Working to improve transportation efficiency, performance
During my public swearing-in at DOT headquarters last week, I said that this Administration has an important mission: to build a stronger America, to create jobs, and to prepare the next generation to succeed in a global economy. For DOT that means working to improve the efficiency and performance of our existing transportation system. But, it means doing so in an era when we must work harder than ever to stretch our transportation dollar.
That's no small challenge. The American people are counting on us to be good stewards of their tax dollars even as we also build and maintain the roads, bridges, ports, buses, rails, and runways they need.
The good news? This Department has been getting better and better at improving the way we deliver the benefits of transportation to the American people.
For example, the Federal Highway Administration’s Every Day Counts initiative has been promoting innovation and saving money on projects across the country. One tool in this initiative is Warm Mix Asphalt. And, while that may not be a household phrase, but it's quietly saving taxpayers millions every year. Warm Mix Asphalt is a new paving technology that allows asphalt to be produced and placed on the road at a lower temperature. It uses less fuel, reduces emissions, and extends the paving season into colder weeks, which allows road crews to keep working longer.
Under Every Day Counts, the use of Warm Mix has skyrocketed, already resulting in an estimated savings of more than $100 million. By 2020, we project that Warm Mix Asphalt will save more than $3.5 billion dollars---simply by using less fuel in the production and placement of asphalt.
We’re not just saving money on our roads and highways. The Federal Transit Administration is cutting red tape to get new rail and bus projects off the ground faster than ever before—while maintaining our commitment to both the environment and safety. This means shovels in the ground sooner, workers on the job quicker, a shorter wait for improved transit, and savings for taxpayers.
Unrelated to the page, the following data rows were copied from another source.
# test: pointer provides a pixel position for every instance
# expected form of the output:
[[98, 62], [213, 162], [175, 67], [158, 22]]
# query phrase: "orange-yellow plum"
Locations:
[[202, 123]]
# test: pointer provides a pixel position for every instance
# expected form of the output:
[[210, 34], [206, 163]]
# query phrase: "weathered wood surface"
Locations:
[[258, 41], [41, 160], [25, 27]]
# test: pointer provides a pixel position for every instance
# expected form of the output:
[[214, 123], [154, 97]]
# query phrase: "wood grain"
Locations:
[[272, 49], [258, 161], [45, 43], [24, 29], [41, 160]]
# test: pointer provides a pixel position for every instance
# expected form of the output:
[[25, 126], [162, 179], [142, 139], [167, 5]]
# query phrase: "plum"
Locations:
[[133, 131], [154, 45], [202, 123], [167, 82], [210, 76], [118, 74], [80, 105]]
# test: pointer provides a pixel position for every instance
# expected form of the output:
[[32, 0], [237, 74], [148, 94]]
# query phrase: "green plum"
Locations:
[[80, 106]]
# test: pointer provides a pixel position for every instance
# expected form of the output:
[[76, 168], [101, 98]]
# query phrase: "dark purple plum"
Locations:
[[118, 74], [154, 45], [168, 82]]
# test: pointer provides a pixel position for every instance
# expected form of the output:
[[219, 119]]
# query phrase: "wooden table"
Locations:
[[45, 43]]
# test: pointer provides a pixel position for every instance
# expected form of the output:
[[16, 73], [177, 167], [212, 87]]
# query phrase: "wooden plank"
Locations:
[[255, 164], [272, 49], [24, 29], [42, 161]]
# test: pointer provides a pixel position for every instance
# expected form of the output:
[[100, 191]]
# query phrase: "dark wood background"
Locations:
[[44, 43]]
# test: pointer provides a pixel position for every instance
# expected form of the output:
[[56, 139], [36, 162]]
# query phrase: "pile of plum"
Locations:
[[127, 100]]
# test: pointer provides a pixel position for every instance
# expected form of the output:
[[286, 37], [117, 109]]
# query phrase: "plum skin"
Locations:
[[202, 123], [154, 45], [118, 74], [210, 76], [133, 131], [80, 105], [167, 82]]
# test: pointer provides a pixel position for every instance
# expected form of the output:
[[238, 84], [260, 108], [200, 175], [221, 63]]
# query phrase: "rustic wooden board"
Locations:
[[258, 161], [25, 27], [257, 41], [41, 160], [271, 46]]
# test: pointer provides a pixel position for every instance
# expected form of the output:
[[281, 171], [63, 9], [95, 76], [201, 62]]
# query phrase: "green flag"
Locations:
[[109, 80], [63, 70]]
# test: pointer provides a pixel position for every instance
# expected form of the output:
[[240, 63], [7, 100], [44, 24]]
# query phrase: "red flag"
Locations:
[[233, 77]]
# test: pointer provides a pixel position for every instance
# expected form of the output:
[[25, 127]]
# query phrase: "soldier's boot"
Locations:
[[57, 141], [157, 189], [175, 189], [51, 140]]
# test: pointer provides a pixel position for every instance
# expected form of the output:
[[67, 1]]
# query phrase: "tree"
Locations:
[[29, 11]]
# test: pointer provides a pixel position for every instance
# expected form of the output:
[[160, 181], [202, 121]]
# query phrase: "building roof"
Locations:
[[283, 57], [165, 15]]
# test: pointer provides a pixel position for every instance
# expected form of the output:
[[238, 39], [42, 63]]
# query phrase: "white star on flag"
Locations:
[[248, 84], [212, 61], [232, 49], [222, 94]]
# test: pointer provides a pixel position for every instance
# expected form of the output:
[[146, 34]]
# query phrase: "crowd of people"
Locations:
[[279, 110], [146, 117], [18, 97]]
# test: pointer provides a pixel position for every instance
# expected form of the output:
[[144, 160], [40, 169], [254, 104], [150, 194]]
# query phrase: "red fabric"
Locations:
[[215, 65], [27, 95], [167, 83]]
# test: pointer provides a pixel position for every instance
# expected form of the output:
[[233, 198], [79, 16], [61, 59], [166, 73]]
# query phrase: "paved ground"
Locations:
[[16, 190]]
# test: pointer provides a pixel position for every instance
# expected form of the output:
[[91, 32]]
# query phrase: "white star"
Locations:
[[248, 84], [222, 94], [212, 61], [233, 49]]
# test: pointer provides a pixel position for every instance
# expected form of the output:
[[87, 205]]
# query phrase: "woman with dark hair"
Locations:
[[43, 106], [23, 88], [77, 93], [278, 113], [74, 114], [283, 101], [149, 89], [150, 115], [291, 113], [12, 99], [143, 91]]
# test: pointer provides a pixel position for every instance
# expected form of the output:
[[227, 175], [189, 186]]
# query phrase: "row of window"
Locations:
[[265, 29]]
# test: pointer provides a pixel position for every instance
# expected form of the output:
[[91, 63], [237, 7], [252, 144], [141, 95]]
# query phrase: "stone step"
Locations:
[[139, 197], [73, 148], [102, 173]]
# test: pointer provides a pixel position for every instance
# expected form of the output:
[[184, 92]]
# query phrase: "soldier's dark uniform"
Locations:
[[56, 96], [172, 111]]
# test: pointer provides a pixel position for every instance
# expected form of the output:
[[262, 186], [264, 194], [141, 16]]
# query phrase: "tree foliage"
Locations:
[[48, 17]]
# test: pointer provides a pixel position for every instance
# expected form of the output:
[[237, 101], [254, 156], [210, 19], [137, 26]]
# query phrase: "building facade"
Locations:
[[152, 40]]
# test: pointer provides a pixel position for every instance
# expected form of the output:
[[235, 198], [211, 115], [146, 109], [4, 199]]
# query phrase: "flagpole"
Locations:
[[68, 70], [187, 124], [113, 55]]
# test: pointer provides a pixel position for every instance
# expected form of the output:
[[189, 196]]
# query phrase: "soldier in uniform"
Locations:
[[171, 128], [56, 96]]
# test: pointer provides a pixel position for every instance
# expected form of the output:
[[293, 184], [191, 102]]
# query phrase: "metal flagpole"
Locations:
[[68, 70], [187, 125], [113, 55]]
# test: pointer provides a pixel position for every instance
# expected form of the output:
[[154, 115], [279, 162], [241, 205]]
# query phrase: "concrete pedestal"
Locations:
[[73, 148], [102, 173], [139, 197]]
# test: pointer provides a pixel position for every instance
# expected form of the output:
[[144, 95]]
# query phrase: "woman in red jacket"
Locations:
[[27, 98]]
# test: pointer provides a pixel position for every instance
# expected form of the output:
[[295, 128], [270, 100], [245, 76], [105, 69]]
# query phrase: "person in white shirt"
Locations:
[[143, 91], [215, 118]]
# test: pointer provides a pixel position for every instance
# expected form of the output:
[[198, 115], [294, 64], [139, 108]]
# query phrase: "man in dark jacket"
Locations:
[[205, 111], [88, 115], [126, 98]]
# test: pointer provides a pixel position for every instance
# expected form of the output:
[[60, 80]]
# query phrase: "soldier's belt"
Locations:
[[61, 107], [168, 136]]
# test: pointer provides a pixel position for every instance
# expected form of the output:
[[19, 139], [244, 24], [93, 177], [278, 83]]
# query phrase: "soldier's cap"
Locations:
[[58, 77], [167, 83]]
And the Federal Aviation Administration is modernizing our airspace by moving towards NextGen satellite technology. Right here in metro Washington, DC, airlines are already using NextGen procedures to fly into Reagan National and Dulles Airport. We estimate that this will save $2.3 million in fuel per year and reduce greenhouse gas emissions by 7,300 metric tons.
That’s not only easy on the nation's pocketbook—it’s good for our planet.
These are just a few examples of the great work DOT has done to improve transportation efficiency and performance—to save Americans time and money. Now, our job is to build even more momentum, to get even more out of every taxpayer dollar we are entrusted with.
And we will.
Anthony Foxx is the 17th U.S. Secretary of Transportation.